Zainab  Hussain; Khulood A.  Saleh

doi:10.24996/ijs.2025.66.4.6

Authors

Zainab Hussain Department of Chemistry, College of Science, University of Baghdad, Baghdad, Iraq
Khulood A. Saleh Department of Chemistry, College of Science, University of Baghdad, Baghdad, Iraq

DOI:

https://doi.org/10.24996/ijs.2025.66.4.6

Keywords:

Electropolymerization, Conducting polymers, nanocomposite, Tafel, L.C.S.

Abstract

In this work, new conductive polymer (4900 µs.cm-1) poly 6-((4-sulfamoylphenyl)carbamoyl)cyclohex-3-ene-1-carboxylic acid (PSCC) was prepared on a Low Carbon Steel (L.C.S) surface by an electrochemical polymerization process for its monomer 6-((4-sulfamoylphenyl)carbamoyl)cyclohex-3-ene-1-carboxylic acid (SCC) to study the effect of this polymer against corrosion of the L.C.S in salt environment (3.5% wt NaCl) at four temperatures; 25, 35, 45, and 55 ^oC. Two types of nanometal oxides, ZrO₂ and ZnO, were applied as additives to the polymer (PSCC) to enhance the ability of this polymer on corrosion protection L.C.S alloy.
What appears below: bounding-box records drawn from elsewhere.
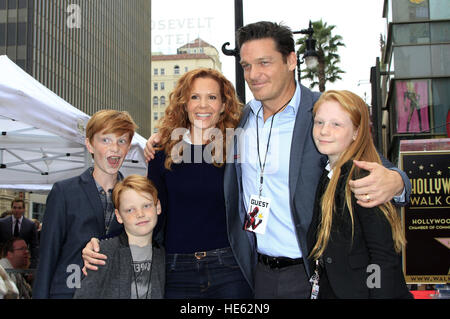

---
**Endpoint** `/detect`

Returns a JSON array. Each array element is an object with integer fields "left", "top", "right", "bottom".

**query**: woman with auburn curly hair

[
  {"left": 148, "top": 68, "right": 252, "bottom": 299},
  {"left": 308, "top": 91, "right": 411, "bottom": 299}
]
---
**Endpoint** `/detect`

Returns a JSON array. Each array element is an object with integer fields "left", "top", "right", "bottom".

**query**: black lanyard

[{"left": 256, "top": 100, "right": 290, "bottom": 197}]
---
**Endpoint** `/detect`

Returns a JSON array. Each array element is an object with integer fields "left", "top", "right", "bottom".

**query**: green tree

[{"left": 297, "top": 19, "right": 345, "bottom": 92}]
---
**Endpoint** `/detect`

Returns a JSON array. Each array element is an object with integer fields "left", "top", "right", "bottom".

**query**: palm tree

[{"left": 297, "top": 19, "right": 345, "bottom": 92}]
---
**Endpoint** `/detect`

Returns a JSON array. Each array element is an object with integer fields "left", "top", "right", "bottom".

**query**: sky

[{"left": 151, "top": 0, "right": 386, "bottom": 103}]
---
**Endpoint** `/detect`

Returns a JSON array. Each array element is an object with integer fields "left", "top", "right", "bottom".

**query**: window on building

[
  {"left": 394, "top": 45, "right": 431, "bottom": 78},
  {"left": 8, "top": 0, "right": 17, "bottom": 9},
  {"left": 430, "top": 0, "right": 450, "bottom": 20},
  {"left": 394, "top": 23, "right": 430, "bottom": 44},
  {"left": 430, "top": 22, "right": 450, "bottom": 43},
  {"left": 392, "top": 0, "right": 429, "bottom": 22},
  {"left": 0, "top": 23, "right": 6, "bottom": 46},
  {"left": 17, "top": 22, "right": 27, "bottom": 45}
]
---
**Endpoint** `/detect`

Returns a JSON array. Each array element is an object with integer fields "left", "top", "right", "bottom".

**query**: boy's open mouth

[{"left": 107, "top": 156, "right": 120, "bottom": 166}]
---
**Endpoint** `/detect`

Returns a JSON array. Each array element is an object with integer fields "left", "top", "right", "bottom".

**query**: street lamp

[{"left": 292, "top": 20, "right": 319, "bottom": 83}]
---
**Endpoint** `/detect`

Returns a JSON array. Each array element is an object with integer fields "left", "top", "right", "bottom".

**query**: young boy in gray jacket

[{"left": 74, "top": 175, "right": 165, "bottom": 299}]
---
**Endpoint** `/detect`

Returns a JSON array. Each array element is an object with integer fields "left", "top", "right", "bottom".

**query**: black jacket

[{"left": 308, "top": 161, "right": 412, "bottom": 299}]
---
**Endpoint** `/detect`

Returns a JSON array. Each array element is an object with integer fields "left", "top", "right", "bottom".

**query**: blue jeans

[{"left": 165, "top": 247, "right": 253, "bottom": 299}]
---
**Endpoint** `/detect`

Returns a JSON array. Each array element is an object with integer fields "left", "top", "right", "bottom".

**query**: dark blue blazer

[{"left": 33, "top": 169, "right": 122, "bottom": 298}]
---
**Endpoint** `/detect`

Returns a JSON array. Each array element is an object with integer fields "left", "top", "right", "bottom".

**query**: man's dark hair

[{"left": 236, "top": 21, "right": 295, "bottom": 58}]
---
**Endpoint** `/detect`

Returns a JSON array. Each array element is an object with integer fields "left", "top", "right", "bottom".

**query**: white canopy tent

[{"left": 0, "top": 55, "right": 147, "bottom": 192}]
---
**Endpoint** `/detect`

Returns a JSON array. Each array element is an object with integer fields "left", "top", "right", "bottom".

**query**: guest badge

[{"left": 244, "top": 195, "right": 270, "bottom": 234}]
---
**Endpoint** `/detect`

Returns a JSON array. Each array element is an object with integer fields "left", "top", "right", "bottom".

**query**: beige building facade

[{"left": 151, "top": 39, "right": 222, "bottom": 133}]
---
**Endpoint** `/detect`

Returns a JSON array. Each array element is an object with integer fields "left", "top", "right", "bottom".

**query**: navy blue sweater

[{"left": 148, "top": 145, "right": 229, "bottom": 254}]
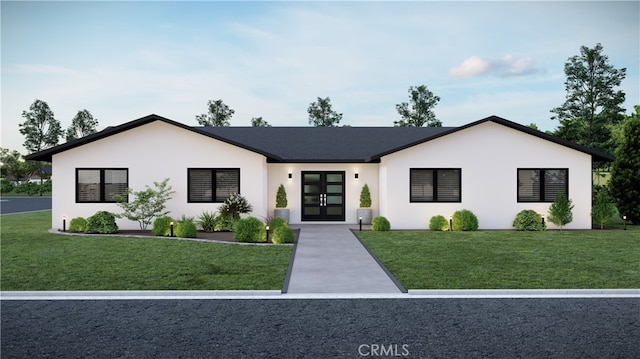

Potentiostatic polarization tests evaluated the corrosion performance of the coatings. Atomic Force Microscopy (AFM) and Scanning Electron Microscopy (SEM) study the coatings' topography and morphology of the surfaces. The study determined and analyzed the kinetic and thermodynamic parameters associated with the activation energy required for the corrosion reaction to occur. The results indicate that the prepared polymer effectively reduced the corrosion of L.C.S, and the addition of nanometal oxides further enhanced the polymer's performance in protecting the alloy from corrosion.